日本人と比べて、フィリピン人のエンジニアは「勉強に飢えている」(野口氏)という。日本は書籍やネットなどでゲーム開発に関する情報を手に入れやすい。一方でフィリピンには、他人に教育できるベテランの開発者が少ないためそうした情報源が不足しており、また勉強の仕方自体を知らないエンジニアもいるという。向上心はあってもそれを活かす方法が分からない状況だそうだ。
だからこそ、「スポンジのように吸収する」とも野口氏は語る。教育係のエンジニアの指導は素直に受け入れ、さらに“会社”よりも“人”に愛着が湧いて、その人に付くようになるそうだ。
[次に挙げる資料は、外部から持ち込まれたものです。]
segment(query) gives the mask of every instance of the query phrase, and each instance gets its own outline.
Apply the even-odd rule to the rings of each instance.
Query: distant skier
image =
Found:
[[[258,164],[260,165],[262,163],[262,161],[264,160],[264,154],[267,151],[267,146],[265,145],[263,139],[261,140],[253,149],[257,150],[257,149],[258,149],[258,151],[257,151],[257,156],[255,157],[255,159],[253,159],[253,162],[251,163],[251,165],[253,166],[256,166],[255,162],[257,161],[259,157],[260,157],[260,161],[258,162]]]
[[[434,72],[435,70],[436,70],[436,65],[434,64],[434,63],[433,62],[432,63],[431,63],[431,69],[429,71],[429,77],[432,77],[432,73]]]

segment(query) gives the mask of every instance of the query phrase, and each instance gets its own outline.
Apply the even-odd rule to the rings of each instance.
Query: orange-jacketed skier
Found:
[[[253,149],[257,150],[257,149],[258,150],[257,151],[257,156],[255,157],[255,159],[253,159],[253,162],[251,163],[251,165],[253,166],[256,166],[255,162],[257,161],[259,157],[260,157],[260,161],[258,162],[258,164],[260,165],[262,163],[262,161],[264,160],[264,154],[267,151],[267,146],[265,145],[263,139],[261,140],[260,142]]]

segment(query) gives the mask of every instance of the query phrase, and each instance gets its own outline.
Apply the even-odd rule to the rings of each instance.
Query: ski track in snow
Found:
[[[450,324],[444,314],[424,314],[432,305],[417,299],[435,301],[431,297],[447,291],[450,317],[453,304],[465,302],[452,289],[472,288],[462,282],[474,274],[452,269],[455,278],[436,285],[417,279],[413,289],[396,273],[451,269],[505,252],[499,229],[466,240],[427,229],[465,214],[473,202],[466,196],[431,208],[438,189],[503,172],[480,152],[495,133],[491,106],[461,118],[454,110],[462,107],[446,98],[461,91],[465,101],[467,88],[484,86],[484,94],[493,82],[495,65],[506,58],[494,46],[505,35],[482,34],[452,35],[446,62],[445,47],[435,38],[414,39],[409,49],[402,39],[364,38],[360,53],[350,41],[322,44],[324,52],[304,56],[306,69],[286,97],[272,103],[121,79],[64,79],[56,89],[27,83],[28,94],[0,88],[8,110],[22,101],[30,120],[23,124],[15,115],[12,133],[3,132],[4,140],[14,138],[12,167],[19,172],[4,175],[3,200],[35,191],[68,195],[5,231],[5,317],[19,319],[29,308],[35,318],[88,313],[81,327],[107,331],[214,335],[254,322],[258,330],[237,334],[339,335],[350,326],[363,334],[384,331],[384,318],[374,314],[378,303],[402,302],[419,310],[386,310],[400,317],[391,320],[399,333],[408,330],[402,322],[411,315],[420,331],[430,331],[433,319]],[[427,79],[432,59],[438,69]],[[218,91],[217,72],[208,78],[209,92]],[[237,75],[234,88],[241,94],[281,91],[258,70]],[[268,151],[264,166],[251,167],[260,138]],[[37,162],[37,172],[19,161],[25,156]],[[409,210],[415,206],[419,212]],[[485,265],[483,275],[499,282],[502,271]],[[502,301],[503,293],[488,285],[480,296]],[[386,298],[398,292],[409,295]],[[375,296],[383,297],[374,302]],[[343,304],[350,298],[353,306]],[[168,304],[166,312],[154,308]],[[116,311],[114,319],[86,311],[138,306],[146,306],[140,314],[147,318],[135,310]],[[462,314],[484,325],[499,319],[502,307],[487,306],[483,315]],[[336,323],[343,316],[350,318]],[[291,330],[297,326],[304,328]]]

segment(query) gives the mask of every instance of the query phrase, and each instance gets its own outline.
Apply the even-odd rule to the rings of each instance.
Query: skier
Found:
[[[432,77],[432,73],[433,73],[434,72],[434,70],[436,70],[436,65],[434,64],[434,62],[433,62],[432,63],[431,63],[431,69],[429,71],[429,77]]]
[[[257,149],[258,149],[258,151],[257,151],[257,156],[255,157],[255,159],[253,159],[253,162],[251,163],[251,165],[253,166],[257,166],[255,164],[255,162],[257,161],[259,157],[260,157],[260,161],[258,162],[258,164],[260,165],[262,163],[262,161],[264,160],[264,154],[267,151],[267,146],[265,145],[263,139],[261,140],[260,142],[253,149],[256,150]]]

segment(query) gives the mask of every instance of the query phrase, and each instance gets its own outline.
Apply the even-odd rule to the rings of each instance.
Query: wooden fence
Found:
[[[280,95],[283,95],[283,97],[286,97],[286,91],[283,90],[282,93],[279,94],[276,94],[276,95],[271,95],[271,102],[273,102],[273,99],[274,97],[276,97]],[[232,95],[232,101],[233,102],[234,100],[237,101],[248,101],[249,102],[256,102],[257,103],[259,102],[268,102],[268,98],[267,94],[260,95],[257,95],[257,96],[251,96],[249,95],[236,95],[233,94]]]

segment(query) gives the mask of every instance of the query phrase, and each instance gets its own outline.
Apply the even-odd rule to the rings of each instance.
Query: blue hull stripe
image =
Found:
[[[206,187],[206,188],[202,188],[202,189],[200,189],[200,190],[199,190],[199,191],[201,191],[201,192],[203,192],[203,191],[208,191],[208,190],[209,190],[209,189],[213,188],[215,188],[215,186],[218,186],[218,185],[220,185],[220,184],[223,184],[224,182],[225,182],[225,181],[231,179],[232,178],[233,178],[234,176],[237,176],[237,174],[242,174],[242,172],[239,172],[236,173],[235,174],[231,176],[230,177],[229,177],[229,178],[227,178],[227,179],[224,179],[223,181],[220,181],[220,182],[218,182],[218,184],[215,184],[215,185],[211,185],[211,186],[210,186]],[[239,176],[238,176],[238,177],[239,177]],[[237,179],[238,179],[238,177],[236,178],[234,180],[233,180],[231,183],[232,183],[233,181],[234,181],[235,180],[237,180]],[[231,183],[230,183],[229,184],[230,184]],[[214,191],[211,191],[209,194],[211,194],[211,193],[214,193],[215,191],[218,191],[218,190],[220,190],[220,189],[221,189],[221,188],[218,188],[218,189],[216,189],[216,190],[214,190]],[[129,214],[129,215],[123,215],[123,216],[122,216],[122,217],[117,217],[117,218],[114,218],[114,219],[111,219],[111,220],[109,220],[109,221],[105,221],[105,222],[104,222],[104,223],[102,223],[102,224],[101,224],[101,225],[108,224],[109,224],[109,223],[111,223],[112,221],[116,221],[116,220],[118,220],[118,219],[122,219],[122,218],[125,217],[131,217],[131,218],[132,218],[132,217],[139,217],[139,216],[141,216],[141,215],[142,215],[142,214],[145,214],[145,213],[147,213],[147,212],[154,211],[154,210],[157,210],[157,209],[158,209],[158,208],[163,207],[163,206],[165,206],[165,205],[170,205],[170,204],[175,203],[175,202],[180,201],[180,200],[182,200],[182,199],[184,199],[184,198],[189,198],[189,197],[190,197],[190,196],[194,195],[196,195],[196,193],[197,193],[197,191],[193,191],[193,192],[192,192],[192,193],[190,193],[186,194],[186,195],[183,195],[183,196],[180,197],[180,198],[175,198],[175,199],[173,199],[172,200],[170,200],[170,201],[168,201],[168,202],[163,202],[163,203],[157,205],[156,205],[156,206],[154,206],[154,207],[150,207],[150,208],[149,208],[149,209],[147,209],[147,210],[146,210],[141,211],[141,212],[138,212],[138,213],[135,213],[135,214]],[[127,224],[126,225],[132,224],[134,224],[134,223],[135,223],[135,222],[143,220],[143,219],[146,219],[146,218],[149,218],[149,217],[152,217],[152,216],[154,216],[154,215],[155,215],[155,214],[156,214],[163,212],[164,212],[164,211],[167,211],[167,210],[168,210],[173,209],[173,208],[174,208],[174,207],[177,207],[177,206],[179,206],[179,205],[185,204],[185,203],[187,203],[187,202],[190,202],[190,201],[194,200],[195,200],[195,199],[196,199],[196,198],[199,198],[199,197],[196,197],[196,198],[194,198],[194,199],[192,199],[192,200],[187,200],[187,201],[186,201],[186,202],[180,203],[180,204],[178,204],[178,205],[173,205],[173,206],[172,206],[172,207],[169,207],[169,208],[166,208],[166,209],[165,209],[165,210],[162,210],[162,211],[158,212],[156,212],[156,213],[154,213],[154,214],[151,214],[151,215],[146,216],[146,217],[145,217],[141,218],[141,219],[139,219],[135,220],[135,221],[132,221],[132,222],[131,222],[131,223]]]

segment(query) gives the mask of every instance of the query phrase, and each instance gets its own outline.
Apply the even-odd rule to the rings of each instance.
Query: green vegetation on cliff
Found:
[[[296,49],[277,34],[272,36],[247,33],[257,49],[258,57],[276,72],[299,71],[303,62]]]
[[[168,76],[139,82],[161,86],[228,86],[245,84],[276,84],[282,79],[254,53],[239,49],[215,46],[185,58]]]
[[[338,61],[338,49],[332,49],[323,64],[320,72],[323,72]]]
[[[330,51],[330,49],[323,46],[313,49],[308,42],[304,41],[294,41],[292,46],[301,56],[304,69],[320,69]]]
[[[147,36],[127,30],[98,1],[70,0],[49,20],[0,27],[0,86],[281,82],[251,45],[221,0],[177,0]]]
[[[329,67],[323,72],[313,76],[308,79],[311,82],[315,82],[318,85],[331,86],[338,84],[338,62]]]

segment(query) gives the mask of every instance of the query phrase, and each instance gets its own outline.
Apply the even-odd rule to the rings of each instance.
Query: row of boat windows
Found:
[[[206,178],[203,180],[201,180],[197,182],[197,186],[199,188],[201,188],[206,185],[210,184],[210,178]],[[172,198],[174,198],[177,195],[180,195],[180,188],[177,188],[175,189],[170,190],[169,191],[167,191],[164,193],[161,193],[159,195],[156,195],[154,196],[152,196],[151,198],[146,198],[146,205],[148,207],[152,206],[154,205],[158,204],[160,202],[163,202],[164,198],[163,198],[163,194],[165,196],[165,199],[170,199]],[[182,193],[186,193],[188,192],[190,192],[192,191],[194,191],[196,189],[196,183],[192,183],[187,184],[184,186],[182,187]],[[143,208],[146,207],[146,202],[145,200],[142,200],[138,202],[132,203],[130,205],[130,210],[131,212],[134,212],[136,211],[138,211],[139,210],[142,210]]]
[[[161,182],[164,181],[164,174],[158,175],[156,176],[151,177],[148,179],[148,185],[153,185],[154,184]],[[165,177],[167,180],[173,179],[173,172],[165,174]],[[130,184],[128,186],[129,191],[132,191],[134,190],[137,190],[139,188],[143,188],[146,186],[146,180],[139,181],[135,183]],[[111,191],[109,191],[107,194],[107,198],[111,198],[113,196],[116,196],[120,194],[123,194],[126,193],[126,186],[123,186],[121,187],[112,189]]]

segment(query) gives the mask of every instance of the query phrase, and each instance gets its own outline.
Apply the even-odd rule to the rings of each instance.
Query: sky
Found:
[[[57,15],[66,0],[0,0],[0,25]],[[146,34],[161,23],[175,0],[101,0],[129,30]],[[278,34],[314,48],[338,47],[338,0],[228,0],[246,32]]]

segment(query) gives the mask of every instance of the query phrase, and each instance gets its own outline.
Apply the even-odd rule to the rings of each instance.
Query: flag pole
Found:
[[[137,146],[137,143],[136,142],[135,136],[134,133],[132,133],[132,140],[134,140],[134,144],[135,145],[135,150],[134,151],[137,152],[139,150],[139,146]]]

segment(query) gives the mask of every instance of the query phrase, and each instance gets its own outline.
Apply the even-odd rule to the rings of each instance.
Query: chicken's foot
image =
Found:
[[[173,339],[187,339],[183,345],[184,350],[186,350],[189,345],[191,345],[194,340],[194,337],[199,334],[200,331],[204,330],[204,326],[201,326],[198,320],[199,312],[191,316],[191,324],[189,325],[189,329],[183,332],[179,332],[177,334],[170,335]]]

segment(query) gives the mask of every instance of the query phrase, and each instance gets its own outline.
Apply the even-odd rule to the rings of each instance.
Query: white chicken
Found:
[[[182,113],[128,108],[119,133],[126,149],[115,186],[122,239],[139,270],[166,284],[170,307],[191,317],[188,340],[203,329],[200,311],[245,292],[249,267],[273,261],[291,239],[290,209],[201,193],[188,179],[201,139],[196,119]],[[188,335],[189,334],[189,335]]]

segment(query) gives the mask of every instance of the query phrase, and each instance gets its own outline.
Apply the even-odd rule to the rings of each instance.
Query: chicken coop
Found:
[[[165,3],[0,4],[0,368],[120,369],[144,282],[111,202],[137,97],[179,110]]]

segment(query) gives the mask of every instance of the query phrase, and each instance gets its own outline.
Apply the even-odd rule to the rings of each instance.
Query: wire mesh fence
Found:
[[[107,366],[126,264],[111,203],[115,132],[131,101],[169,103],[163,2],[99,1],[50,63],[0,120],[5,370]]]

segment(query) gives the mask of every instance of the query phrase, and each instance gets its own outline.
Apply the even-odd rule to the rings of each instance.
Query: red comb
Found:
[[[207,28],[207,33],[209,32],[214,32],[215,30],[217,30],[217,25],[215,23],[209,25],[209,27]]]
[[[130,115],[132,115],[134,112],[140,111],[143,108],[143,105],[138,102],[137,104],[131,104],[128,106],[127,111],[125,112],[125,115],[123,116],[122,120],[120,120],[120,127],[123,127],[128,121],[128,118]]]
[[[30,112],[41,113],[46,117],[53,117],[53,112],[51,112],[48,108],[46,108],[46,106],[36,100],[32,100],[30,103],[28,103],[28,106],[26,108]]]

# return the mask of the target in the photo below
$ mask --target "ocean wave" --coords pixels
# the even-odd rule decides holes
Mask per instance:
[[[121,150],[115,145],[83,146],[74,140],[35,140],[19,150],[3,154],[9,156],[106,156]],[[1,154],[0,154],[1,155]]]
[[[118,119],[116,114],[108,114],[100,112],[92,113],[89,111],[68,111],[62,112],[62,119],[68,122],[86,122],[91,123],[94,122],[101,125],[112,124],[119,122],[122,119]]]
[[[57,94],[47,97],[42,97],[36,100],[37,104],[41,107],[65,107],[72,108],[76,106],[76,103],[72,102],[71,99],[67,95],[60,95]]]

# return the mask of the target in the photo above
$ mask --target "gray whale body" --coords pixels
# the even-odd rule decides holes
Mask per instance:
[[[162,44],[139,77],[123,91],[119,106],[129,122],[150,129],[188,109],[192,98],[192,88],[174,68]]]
そうした現地採用スタッフを結束させようとする場合、現地採用の「中間管理職」スタッフの存在も重要になってくる。ここで難しいのは、会社の事業に関する売り上げなど具体的な金額について、彼らに対して全ては明かせないことだという。なぜなら、日本人とリビングコストが異なる現地採用スタッフに対して情報を開示することは、時として彼らの士気低下を招くことがあるからだそうだ。
そこで同社では、スタッフには会社のビジョンと目的を伝えて、共感を持ってもらうようにしているという。また、フィリピンの企業には年功序列の制度が残っているところがあるが、Cyscorpionsではそれを一切排除し、優秀な人材に機会と責任を与えるようにしている。
こうして「2012年は規模を積極的に拡大し、2013年は組織として安定させる1年だった」(野口氏)が、2014年は「優秀なエンジニアが1人で数人分の活躍ができる、そんな筋肉質な組織にしたい」(同氏)という。2011年にKLabの子会社になったこともあり、より高度な技術と質の高い成果を求められるようになったCyscorpions。それを実現するために雇用を積極化し、教育にも投資し、組織を作り上げてきた。
仕組みが構築され中間層が育った、もしくは育つ道筋がついたいま、投資から収穫のフェーズに移ったと野口氏は考えている。そのため、再度今までのプロセスを見直し、無駄を省き、稼げる組織にしたいという思いから“筋肉質な組織”という目標を掲げている。
その一環として実施しているのが、Cyscorpions独自のゲーム開発だ。最新のゲーム事例を米国などから学び、現地採用のエンジニアたちが自らゲームを企画。社内で企画のコンペティションをして、勝ち残った企画のゲームを選抜されたチームで開発する。Unityを使ってiOS、Android OS向けのゲームを開発するそうだ。ローンチしたゲームはダウンロード数などの指標を設定し運用される。この取り組みにより「エンジニアのモチベーションを高めながら、将来的には独自の収益源を作っていきたい」(野口氏)という。
さらに信賞必罰を明確化し、社員ひとりひとりの能力や貢献度なども把握していく。今後は、従業員に自分の評価のランキングを告知することも検討しているという。相対的な評価を入れることで競争を煽り、切磋琢磨させたいと考えているからだ。日本的な長期雇用や社員教育、福利厚生を残しながら、欧米的な成果主義を導入する。そのため、給与体系も変動させるという。
Cyscorpionsでは2014年内に、現在の170人から250人まで社員数を拡大させる予定だ。人件費が安価ながらも優秀なエンジニアの基盤を構築し、引き続きKLab再起の足固めをしていく。